The Democratic Party of Washington County has also had a booth at the Farmers Market this season and for many others in the 12 years we have had our office at 132 N. Main St. at the end of the public street used by the Market. I don’t believe there have been any credible complaints about the content of the materials displayed at our booth. We are being banned from renting a booth for the transgressions of others not connected to us other than we both are involved in politics. It is not fair to punish us and bar our message because others choose to cross the line of publicly acceptable speech.

 

The Association’s decision also will impact other groups with booths at the Market which choose to try and influence public policy through political action. Think about Veterans advocacy organizations, environmental groups, insurance companies, telephone companies, and others who lobby for legislation and provide financial support to political candidates.
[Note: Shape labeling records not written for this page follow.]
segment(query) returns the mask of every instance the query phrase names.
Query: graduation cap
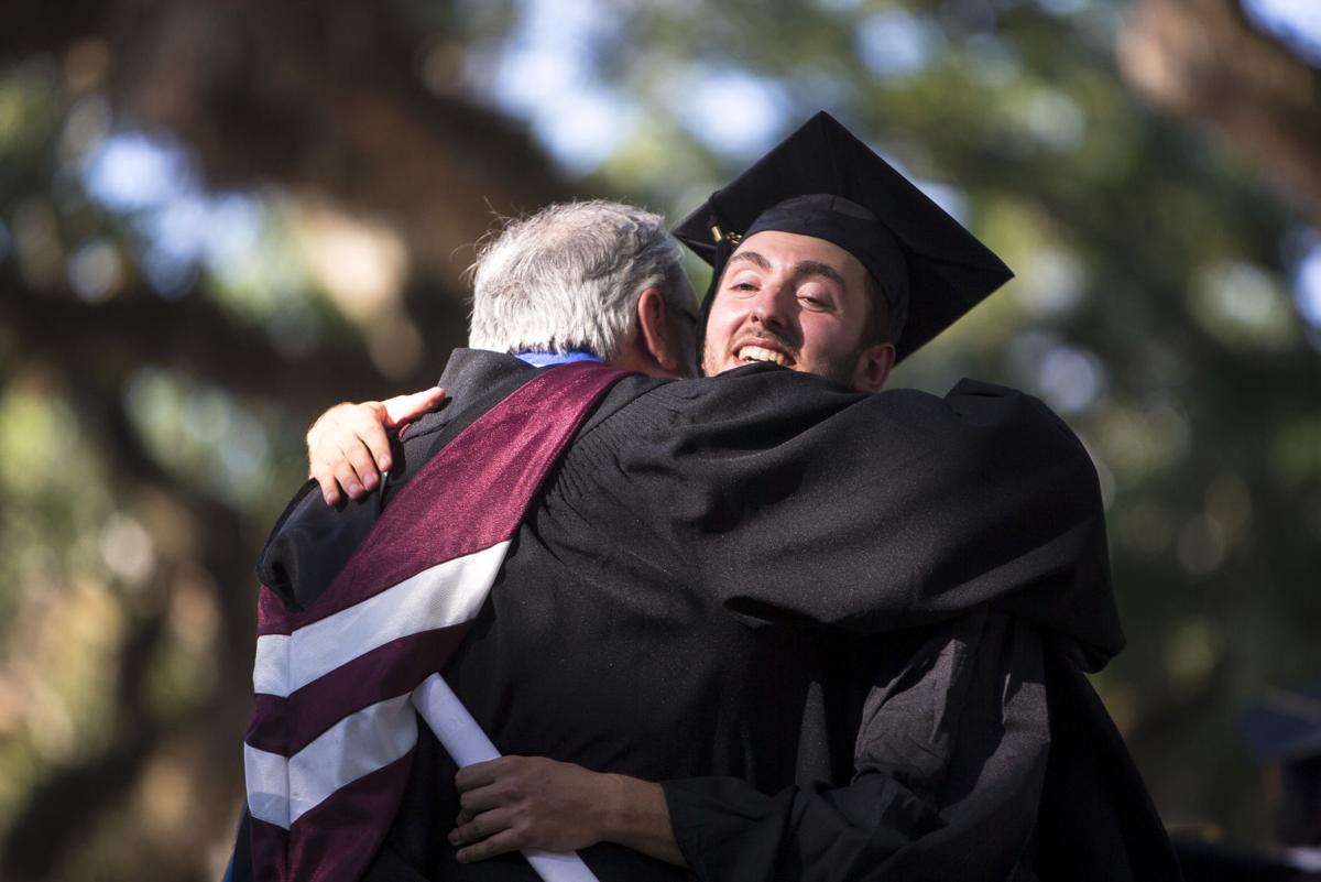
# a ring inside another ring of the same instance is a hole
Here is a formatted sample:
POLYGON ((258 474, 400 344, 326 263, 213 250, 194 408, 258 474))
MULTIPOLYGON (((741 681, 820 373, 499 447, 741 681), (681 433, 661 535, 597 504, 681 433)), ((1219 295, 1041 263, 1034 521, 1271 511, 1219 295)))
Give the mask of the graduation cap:
POLYGON ((712 264, 762 230, 826 239, 857 257, 889 305, 898 360, 1013 277, 958 220, 824 111, 674 230, 712 264))
POLYGON ((1239 724, 1258 762, 1321 757, 1321 683, 1273 692, 1248 705, 1239 724))

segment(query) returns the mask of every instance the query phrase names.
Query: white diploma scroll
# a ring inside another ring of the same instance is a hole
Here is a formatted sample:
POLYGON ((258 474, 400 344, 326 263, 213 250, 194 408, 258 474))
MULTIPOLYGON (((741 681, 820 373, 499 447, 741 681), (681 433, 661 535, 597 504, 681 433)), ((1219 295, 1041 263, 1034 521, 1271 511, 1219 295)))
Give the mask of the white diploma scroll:
MULTIPOLYGON (((413 705, 460 768, 499 758, 495 745, 439 673, 413 689, 413 705)), ((546 882, 598 882, 577 852, 524 849, 523 857, 546 882)))

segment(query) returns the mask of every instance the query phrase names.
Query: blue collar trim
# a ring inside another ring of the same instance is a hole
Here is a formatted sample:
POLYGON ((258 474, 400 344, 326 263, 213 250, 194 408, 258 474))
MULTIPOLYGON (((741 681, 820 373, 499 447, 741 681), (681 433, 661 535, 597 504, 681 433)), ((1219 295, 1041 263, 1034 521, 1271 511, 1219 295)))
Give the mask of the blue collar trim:
POLYGON ((600 362, 601 359, 592 353, 514 353, 518 358, 523 359, 532 367, 548 367, 551 364, 568 364, 571 362, 600 362))

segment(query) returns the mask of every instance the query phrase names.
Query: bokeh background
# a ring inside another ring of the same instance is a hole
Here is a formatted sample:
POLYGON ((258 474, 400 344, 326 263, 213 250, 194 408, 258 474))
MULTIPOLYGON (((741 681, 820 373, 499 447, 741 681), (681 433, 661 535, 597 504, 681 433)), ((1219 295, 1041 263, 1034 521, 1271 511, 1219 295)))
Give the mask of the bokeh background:
POLYGON ((1172 827, 1268 844, 1236 714, 1321 677, 1318 65, 1310 0, 0 5, 0 878, 218 878, 312 417, 435 380, 497 215, 678 218, 820 108, 1017 271, 894 383, 1086 440, 1096 685, 1172 827))

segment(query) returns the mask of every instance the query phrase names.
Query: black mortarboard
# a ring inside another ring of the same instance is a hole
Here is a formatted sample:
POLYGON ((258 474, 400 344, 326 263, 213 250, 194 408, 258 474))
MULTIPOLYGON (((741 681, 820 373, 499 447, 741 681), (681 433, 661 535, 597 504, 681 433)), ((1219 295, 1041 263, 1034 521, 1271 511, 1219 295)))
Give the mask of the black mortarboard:
MULTIPOLYGON (((824 111, 713 193, 674 235, 712 264, 719 280, 737 243, 762 230, 826 239, 857 257, 889 302, 898 359, 1013 277, 989 248, 824 111)), ((709 308, 708 292, 703 318, 709 308)))

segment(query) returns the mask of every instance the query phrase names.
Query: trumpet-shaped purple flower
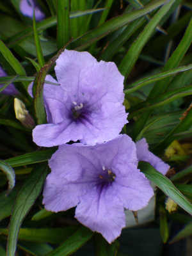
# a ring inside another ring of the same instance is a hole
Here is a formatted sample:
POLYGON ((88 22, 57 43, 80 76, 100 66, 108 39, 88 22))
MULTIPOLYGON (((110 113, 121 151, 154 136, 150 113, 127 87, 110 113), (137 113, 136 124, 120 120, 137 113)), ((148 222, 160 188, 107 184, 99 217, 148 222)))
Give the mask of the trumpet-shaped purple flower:
POLYGON ((111 243, 125 227, 124 207, 145 207, 153 189, 137 169, 134 143, 128 136, 95 146, 63 145, 49 161, 44 190, 48 211, 76 205, 75 217, 111 243))
POLYGON ((138 161, 145 161, 149 163, 157 171, 164 175, 166 175, 170 166, 148 150, 148 143, 145 138, 138 141, 136 143, 136 147, 138 161))
MULTIPOLYGON (((7 76, 6 72, 0 66, 0 77, 7 76)), ((2 88, 4 84, 0 84, 0 88, 2 88)), ((15 86, 12 83, 9 84, 5 89, 1 92, 1 93, 6 94, 6 95, 14 96, 17 94, 19 94, 19 92, 15 88, 15 86)))
POLYGON ((35 19, 36 21, 43 20, 45 15, 41 11, 35 0, 21 0, 20 2, 20 12, 31 19, 33 17, 33 9, 35 8, 35 19))
MULTIPOLYGON (((97 62, 87 52, 65 49, 55 72, 60 85, 44 84, 48 124, 35 128, 34 142, 52 147, 79 140, 93 145, 116 137, 127 122, 127 114, 122 105, 124 77, 115 64, 97 62)), ((45 80, 57 83, 51 76, 45 80)))

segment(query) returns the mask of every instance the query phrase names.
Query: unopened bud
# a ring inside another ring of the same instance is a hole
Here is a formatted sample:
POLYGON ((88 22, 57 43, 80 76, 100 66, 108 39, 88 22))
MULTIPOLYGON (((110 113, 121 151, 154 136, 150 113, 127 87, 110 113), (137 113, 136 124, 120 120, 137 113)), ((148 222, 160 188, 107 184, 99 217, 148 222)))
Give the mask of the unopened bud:
POLYGON ((35 126, 35 122, 33 117, 29 114, 25 105, 19 99, 14 99, 14 109, 16 118, 26 128, 32 130, 35 126))

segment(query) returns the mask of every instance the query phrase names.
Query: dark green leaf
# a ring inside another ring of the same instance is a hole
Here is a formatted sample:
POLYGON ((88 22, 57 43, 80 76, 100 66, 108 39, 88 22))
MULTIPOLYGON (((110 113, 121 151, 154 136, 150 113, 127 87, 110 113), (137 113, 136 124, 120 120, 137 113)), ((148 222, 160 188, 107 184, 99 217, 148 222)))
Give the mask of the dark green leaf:
POLYGON ((15 173, 14 170, 5 161, 0 160, 0 170, 5 173, 8 180, 8 188, 6 195, 8 195, 15 184, 15 173))
POLYGON ((36 30, 36 21, 35 21, 35 8, 33 9, 33 33, 34 33, 34 38, 35 43, 35 48, 36 51, 37 58, 38 61, 38 63, 40 67, 42 67, 45 65, 45 60, 44 58, 44 55, 42 50, 42 47, 40 44, 40 41, 39 39, 38 34, 36 30))
POLYGON ((5 161, 12 167, 22 166, 26 164, 45 162, 51 159, 52 155, 57 149, 56 147, 54 147, 46 150, 28 153, 22 156, 6 159, 5 161))
POLYGON ((85 244, 94 233, 85 227, 81 227, 73 236, 46 256, 68 256, 85 244))
POLYGON ((165 176, 154 169, 148 163, 139 162, 138 168, 147 178, 184 210, 192 215, 192 205, 165 176))
POLYGON ((69 0, 57 1, 58 32, 57 42, 58 50, 63 48, 70 38, 69 0))
MULTIPOLYGON (((173 0, 172 0, 173 1, 173 0)), ((88 32, 82 36, 79 37, 73 41, 75 45, 78 45, 76 49, 82 51, 90 46, 92 44, 98 41, 108 34, 118 29, 118 28, 127 25, 131 21, 145 15, 150 12, 161 6, 166 3, 165 0, 159 0, 154 2, 144 7, 143 8, 132 11, 130 13, 123 14, 116 17, 102 24, 95 29, 88 32)), ((73 47, 73 42, 71 44, 73 47)))
POLYGON ((35 168, 18 193, 9 226, 8 256, 15 255, 20 227, 42 190, 48 169, 47 164, 35 168))
POLYGON ((175 0, 171 0, 164 4, 148 22, 139 37, 132 44, 126 55, 118 66, 120 73, 125 76, 125 81, 136 63, 140 53, 162 17, 168 12, 175 0))
POLYGON ((131 119, 145 111, 154 109, 161 106, 164 106, 177 99, 191 94, 191 85, 167 92, 156 98, 150 99, 129 109, 129 113, 130 114, 128 116, 128 119, 131 119))
MULTIPOLYGON (((61 244, 78 229, 78 226, 65 228, 20 228, 18 239, 51 244, 61 244)), ((8 236, 8 228, 0 228, 0 234, 8 236)))
POLYGON ((149 77, 143 78, 129 85, 129 87, 124 90, 124 93, 125 93, 125 95, 131 93, 131 92, 134 92, 136 90, 138 90, 141 87, 145 86, 145 85, 150 84, 152 83, 161 80, 162 79, 166 77, 167 76, 170 76, 179 72, 186 71, 191 68, 192 68, 192 65, 189 65, 187 67, 181 67, 178 68, 172 69, 172 70, 168 70, 157 74, 149 77))
POLYGON ((169 229, 164 207, 159 205, 160 233, 163 242, 166 243, 169 238, 169 229))
POLYGON ((173 243, 177 242, 180 239, 182 239, 189 236, 192 235, 192 222, 189 222, 189 224, 186 225, 186 226, 180 231, 177 236, 175 236, 170 241, 170 244, 172 244, 173 243))

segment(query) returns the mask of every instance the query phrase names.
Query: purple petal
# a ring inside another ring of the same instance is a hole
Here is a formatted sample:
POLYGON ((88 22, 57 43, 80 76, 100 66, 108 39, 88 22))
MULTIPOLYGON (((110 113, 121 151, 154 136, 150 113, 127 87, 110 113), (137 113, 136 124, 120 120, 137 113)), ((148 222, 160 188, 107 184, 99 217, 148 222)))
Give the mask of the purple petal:
MULTIPOLYGON (((1 76, 7 76, 6 72, 3 69, 3 68, 0 66, 0 77, 1 76)), ((4 84, 0 84, 0 88, 2 88, 4 84)), ((15 88, 13 84, 11 83, 9 84, 5 89, 1 92, 1 93, 5 94, 6 95, 12 95, 14 96, 17 94, 19 94, 19 92, 15 88)))
POLYGON ((148 150, 148 146, 145 138, 136 143, 138 161, 149 163, 155 169, 165 175, 170 166, 164 163, 159 157, 148 150))
POLYGON ((76 206, 90 188, 88 183, 73 183, 60 175, 49 174, 44 189, 43 204, 47 211, 56 212, 76 206))
POLYGON ((51 118, 48 125, 35 128, 34 141, 44 147, 70 140, 93 145, 116 136, 127 122, 127 114, 122 105, 124 77, 116 65, 98 63, 86 52, 65 49, 55 71, 60 86, 45 84, 44 90, 51 118))
POLYGON ((45 14, 40 10, 35 0, 21 0, 20 2, 20 12, 25 16, 31 19, 33 17, 33 9, 35 8, 35 19, 37 21, 45 18, 45 14))
POLYGON ((108 193, 108 186, 95 188, 81 196, 75 217, 93 232, 102 234, 111 243, 125 227, 125 216, 120 200, 108 193))
POLYGON ((124 166, 124 172, 127 175, 116 177, 111 193, 118 197, 127 209, 138 211, 145 207, 154 195, 149 181, 134 164, 124 166))

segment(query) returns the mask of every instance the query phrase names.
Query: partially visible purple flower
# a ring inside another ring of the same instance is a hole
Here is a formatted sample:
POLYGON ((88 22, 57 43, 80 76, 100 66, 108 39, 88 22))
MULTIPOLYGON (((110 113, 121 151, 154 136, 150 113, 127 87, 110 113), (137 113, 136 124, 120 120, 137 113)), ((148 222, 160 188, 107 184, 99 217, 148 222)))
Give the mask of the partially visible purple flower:
MULTIPOLYGON (((0 77, 7 76, 6 72, 0 66, 0 77)), ((0 88, 2 88, 4 84, 0 84, 0 88)), ((19 94, 19 92, 15 88, 15 86, 12 83, 9 84, 5 89, 1 92, 1 93, 6 94, 6 95, 14 96, 17 94, 19 94)))
POLYGON ((148 146, 145 138, 137 141, 136 146, 138 161, 149 163, 158 172, 164 175, 166 175, 170 166, 148 150, 148 146))
POLYGON ((49 165, 45 209, 57 212, 77 205, 75 217, 109 243, 125 227, 124 208, 140 210, 154 195, 137 169, 135 144, 125 134, 95 146, 61 145, 49 165))
POLYGON ((43 20, 45 15, 41 11, 38 3, 35 0, 20 0, 20 10, 24 15, 33 19, 34 8, 36 20, 40 21, 43 20))
MULTIPOLYGON (((124 77, 113 62, 90 53, 65 50, 56 61, 60 86, 45 84, 48 124, 37 125, 33 141, 52 147, 78 140, 93 145, 118 136, 127 122, 123 106, 124 77)), ((51 76, 45 80, 57 83, 51 76)), ((32 84, 29 87, 31 95, 32 84)))

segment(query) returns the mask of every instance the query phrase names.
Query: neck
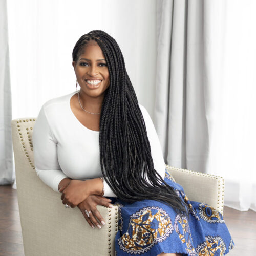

Under the Association’s decision, they, and the rest of us who speak about politics, will be limited to speaking on street corners or in Settlers Park or walking through the market handing out literature.

 

I for one support political speech limited to the confined space of a rented booth at the market where people can stop and engage or merely walk by. Let the public be the judge of the content of the messages on display and make their support or opposition known at the time or later at the polls where it really counts.